Uncle Peter’s appearance was rather wild now, wisps of hair falling down on to his lined forehead. He looked, Powerscourt thought, like an aged prophet come out of the wilderness with his book to lead his people on a last crusade, or a man who had spent too long in solitary confinement. A large drop of port had fallen on to his green dressing gown. At any moment, Powerscourt felt, a dragon’s mouth might dart forth and gulp it down. Uncle Peter’s drinking continued regularly, like the beat of a metronome. From outside the dining room came faint noises of doors being bolted and creaky sash windows closed. The household was going to bed.
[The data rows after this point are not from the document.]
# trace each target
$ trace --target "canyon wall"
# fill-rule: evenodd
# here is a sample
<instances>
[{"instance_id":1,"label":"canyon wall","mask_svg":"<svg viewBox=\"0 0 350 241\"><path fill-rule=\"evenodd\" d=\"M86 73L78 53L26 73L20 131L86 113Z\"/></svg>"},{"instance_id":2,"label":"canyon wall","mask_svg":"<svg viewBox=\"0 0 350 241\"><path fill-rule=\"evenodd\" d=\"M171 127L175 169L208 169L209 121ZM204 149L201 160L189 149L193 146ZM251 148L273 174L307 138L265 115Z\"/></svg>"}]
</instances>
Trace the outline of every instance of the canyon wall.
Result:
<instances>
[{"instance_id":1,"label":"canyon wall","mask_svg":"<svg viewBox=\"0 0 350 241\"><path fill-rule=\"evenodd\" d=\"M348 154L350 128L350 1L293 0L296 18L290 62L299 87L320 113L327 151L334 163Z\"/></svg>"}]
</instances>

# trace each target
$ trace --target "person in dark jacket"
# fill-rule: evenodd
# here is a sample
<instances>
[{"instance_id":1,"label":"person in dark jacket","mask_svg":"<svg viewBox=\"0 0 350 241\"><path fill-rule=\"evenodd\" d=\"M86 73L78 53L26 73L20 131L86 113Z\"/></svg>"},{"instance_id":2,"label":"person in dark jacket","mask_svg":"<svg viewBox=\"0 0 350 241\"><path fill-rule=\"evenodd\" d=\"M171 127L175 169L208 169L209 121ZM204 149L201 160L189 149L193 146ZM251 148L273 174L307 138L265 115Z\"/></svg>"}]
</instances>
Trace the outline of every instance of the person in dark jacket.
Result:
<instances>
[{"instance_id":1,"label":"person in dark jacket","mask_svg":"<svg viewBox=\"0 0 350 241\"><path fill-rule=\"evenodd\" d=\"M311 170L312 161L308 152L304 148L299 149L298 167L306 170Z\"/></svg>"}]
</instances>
‘“Parnell’s last journey across the city resembled a secular version of the Stations of the Cross, the stops at the great memorials to Ireland’s past replacing the final stages of Christ’s journey. The procession moved slowly away from Westland Row station, outriders on either side, the honour guard of the hurling stick youths surrounding the coffin, crowds marching six abreast behind them, the pavements packed with mourners, women kneeling down and crossing themselves as it passed by. Down College Street they went, stopping at the Old Parliament building on College Green. Here, until its abolition in 1800, an Irish Parliament had sat, composed entirely of Protestant members and looking after entirely Protestant interests, able to pass limited amounts of legislation. Parnell’s great grandfather had been a prominent member of this Assembly. Now the cortege rested for a minute to honour the great grandson who had nearly secured the return of an Irish Parliament to Dublin, one that would have been dominated by Catholics. Nobody in an Irish crowd would have failed to see the symbolic significance of this moment. At the rear one of the thirty-three bands on duty that day began playing the Dead March from Saul. The procession continued through the rain, crossing the river Liffey and advancing along the northern quays to St Michan’s Church, one of the oldest in the city. As the coffin entered the church one of the officiating clergy said at the porch, ‘I am the Resurrection and the Life, he that believeth in me shall not perish but have everlasting life.’ As the coffin went through the church it passed under the archway of the organ which, according to legend, Handel himself had played at the first performance of the Messiah. Down in the crypt of St Michan’s, some special atmospheric properties, unique to the church, had kept a number of corpses in a state of remarkable preservation, the wooden caskets cracked open to reveal skin and strands of hair. There is even a figure, deep from Ireland’s past, known as The Crusader. Up above, as the prayers for the dead were intoned, Parnell’s own body was beginning its long rot towards eternity. For most of the congregation this was the first, and probably the last, Protestant funeral service they would ever attend.